Pandas DataFrame: How to search rows that match a string keyword

Updated: February 20, 2024 By: Guest Contributor Post a comment

Introduction

In data analysis, searching and filtering data is one of the most common tasks. Pandas, a powerful and flexible data manipulation library in Python, provides several ways to search for specific pieces of information within your dataset. In this tutorial, you will learn how to search rows in a DataFrame that match a string keyword.

Preparation

Let’s start by importing Pandas and preparing a simple DataFrame to work with:

import pandas as pd

# Sample data
data = {'Name': ['John Doe', 'Jane Doe', 'Alice Smith', 'Bob Brown'],
        'Age': [28, 32, 24, 45],
        'Occupation': ['Engineer', 'Doctor', 'Artist', 'Engineer']}
df = pd.DataFrame(data)
print(df)

The DataFrame df looks like this: Name Age Occupation John Doe 28 Engineer Jane Doe 32 Doctor Alice Smith 24 Artist Bob Brown 45 Engineer

Basic Searching

One basic way to search for rows that contain a specific string in a DataFrame is by using the str.contains() method. This method returns a Boolean series indicating whether each element in the Series or DataFrame contains the string.

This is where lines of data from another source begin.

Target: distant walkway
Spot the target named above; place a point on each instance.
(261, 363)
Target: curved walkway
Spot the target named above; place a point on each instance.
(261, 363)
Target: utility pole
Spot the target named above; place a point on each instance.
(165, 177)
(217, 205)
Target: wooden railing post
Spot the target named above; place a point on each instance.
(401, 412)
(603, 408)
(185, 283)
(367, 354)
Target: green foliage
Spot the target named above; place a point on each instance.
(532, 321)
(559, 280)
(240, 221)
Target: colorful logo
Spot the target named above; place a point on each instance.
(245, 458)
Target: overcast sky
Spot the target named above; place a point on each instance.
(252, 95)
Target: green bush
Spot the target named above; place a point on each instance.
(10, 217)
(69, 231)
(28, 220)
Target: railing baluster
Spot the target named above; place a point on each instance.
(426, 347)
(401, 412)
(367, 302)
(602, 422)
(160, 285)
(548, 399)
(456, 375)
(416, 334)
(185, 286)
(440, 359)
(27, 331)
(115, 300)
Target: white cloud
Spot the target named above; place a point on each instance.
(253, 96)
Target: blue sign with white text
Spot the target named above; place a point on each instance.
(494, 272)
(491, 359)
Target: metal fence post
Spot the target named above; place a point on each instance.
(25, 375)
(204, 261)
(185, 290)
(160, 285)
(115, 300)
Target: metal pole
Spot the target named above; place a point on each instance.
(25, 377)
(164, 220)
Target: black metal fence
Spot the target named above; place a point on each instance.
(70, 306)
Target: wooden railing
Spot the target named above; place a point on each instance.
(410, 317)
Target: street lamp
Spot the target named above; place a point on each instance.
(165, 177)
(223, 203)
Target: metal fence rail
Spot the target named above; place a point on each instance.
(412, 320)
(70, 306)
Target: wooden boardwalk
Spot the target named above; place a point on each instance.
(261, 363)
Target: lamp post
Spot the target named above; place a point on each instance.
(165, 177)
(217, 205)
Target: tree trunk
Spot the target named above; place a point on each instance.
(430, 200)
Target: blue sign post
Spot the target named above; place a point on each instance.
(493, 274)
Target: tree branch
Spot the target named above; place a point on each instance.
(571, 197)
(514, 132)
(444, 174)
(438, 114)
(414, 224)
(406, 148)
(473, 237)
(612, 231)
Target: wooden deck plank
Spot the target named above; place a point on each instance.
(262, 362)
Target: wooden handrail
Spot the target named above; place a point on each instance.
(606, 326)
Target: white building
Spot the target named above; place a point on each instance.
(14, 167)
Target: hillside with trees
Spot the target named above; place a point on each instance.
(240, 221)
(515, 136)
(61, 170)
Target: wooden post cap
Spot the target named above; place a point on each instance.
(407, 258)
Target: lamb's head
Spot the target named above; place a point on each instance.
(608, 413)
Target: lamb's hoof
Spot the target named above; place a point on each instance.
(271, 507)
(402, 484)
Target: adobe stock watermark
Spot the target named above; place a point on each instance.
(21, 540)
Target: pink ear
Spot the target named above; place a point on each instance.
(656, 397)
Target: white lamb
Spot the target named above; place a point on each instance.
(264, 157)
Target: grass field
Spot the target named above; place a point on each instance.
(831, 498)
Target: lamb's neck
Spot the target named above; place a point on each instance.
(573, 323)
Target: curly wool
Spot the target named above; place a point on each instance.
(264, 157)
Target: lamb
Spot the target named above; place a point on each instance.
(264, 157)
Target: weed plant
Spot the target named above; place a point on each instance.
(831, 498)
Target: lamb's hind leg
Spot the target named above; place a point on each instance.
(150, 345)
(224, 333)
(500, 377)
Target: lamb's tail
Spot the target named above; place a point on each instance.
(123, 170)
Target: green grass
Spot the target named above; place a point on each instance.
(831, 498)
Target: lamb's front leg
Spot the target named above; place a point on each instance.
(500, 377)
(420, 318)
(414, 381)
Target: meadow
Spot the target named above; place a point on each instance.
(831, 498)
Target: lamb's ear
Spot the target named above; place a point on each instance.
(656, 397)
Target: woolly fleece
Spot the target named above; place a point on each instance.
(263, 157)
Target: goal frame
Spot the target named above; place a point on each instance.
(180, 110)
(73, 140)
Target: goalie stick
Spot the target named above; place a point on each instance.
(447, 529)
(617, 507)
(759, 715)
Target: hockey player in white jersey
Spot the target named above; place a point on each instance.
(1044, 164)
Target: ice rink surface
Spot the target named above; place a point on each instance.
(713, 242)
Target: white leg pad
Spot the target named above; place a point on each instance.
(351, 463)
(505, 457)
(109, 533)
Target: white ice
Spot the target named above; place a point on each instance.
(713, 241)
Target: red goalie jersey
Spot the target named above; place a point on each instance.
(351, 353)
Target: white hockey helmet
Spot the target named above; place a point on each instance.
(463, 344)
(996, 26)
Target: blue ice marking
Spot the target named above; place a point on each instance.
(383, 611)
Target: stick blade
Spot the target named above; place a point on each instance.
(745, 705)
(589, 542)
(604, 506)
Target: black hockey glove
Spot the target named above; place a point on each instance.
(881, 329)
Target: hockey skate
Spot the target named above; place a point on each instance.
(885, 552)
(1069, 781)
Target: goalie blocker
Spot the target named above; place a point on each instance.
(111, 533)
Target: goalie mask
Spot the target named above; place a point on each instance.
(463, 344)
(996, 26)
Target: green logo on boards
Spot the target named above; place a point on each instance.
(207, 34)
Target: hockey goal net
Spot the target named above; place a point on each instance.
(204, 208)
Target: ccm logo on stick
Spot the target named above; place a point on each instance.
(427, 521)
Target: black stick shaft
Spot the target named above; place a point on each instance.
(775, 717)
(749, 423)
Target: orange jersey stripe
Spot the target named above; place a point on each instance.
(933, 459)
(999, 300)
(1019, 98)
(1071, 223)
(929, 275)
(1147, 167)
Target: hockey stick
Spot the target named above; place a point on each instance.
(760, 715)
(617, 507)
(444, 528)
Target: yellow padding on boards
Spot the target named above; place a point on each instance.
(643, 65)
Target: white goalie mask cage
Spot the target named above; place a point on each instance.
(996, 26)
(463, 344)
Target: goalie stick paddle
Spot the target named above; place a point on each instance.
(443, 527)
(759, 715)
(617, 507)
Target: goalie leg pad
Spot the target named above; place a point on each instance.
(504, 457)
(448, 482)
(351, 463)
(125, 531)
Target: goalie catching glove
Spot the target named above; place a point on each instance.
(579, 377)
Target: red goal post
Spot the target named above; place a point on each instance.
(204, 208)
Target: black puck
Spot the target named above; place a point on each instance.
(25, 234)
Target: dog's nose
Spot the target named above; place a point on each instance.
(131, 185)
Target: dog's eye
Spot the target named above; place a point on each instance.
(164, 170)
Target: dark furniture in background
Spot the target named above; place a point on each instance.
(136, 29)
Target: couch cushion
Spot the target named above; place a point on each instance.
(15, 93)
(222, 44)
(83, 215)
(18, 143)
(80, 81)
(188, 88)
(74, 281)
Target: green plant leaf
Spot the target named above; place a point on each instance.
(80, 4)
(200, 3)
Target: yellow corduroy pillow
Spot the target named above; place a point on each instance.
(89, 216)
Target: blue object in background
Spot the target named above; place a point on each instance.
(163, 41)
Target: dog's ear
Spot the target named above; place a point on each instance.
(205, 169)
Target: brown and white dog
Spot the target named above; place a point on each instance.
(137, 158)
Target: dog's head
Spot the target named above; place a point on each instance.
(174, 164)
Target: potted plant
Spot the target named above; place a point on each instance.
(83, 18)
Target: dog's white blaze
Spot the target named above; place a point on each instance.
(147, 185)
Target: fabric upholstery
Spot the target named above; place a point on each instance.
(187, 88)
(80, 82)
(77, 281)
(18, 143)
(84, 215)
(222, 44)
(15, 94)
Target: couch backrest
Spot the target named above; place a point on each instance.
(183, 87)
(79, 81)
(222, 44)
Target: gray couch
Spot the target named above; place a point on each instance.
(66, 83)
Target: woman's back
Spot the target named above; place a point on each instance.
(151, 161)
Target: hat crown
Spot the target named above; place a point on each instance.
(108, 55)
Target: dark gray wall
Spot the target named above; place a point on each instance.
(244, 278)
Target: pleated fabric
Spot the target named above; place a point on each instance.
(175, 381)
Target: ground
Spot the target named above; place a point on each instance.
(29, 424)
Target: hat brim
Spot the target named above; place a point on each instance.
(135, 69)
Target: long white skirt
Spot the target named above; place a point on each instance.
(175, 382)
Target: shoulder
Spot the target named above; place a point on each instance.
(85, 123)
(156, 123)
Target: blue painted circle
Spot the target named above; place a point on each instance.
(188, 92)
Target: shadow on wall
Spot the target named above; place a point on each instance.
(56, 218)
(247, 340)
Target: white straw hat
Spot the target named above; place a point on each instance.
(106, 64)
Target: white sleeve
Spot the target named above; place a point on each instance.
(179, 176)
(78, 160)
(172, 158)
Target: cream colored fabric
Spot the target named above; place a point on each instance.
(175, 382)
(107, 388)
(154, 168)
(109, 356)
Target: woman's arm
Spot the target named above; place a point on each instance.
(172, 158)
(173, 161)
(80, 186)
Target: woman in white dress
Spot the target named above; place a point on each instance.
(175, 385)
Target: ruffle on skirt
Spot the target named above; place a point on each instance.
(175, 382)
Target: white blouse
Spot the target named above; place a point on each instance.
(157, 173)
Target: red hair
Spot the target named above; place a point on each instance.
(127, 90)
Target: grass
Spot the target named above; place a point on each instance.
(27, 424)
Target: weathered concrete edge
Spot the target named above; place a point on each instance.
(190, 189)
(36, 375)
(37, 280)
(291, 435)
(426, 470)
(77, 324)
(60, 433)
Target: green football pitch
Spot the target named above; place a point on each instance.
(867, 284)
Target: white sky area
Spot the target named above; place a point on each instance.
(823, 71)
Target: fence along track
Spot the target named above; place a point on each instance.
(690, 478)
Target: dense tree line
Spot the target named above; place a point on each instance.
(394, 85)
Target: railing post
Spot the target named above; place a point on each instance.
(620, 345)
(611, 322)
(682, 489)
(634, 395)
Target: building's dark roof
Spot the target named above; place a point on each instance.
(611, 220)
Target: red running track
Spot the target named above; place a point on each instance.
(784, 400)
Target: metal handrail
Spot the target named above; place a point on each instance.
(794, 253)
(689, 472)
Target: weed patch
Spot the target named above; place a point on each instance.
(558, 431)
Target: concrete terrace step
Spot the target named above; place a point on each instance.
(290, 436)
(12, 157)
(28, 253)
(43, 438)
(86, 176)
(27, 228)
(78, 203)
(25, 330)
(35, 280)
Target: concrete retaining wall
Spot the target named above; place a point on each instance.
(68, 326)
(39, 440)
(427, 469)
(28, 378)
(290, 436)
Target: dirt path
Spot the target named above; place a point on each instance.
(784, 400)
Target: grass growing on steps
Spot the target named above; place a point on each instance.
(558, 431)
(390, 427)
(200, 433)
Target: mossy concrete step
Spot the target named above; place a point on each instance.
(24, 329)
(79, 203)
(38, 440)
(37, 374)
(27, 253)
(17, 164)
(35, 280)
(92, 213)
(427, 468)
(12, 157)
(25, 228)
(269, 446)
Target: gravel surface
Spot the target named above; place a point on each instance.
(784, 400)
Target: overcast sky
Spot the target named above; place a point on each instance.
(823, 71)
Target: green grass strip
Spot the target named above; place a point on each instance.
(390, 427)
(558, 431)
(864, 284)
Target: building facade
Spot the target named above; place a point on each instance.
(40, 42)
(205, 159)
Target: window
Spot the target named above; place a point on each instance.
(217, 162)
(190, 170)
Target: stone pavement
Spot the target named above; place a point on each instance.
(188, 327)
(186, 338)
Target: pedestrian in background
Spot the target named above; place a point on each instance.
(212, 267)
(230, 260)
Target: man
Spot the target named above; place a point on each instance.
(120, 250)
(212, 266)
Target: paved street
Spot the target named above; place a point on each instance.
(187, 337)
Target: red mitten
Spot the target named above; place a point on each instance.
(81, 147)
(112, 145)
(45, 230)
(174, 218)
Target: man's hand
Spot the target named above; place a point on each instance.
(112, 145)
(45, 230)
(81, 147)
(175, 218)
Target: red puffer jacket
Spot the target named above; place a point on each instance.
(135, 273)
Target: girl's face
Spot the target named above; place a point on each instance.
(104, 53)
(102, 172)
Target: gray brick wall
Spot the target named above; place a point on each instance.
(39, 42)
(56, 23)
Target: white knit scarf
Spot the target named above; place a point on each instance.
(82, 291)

contains_engineer = df['Occupation'].str.contains('Engineer')
print(df[contains_engineer])

The output: Name Age Occupation John Doe 28 Engineer Bob Brown 45 Engineer

Case Sensitivity

By default, the str.contains() method is case sensitive. However, you can make it case-insensitive using the case parameter:

contains_engineer = df['Occupation'].str.contains('engineer', case=False)
print(df[contains_engineer])

Using Regular Expressions

The str.contains() method also supports regular expressions, allowing more complex searches. For instance, if you want to find anyone whose occupation starts with ‘E’:

starts_with_e = df['Occupation'].str.contains('^E', regex=True)
print(df[starts_with_e])

Searching Across Multiple Columns

For more advanced searching, you might want to look across multiple columns. This requires a bit more code but is still very manageable with Pandas. One way to do this is by applying a function across the rows with the apply method. The function will check if the keyword exists in any of the specified columns:

def keyword_search(row, keyword):
    return any(keyword in row[col] for col in ['Name', 'Occupation'])

contains_doe = df.apply(keyword_search, axis=1, args=('Doe',))
print(df[contains_doe])

The output will show rows where either ‘Name’ or ‘Occupation’ contains ‘Doe’: Name Age Occupation John Doe 28 Engineer Jane Doe 32 Doctor

Combining Conditions

You can also combine conditions to fine-tune your search. For example, to find engineers named John Doe:

is_john_engineer = (df['Name'] == 'John Doe') & (df['Occupation'].str.contains('Engineer'))
print(df[is_john_engineer])

The output: Name Age Occupation John Doe 28 Engineer

Conclusion

This tutorial covered several ways to search for rows in a Pandas DataFrame that match a string keyword, from basic searching to more advanced techniques involving case sensitivity, regular expressions, and searching across multiple columns. With these tools, you can efficiently sift through your dataset to find the information you need.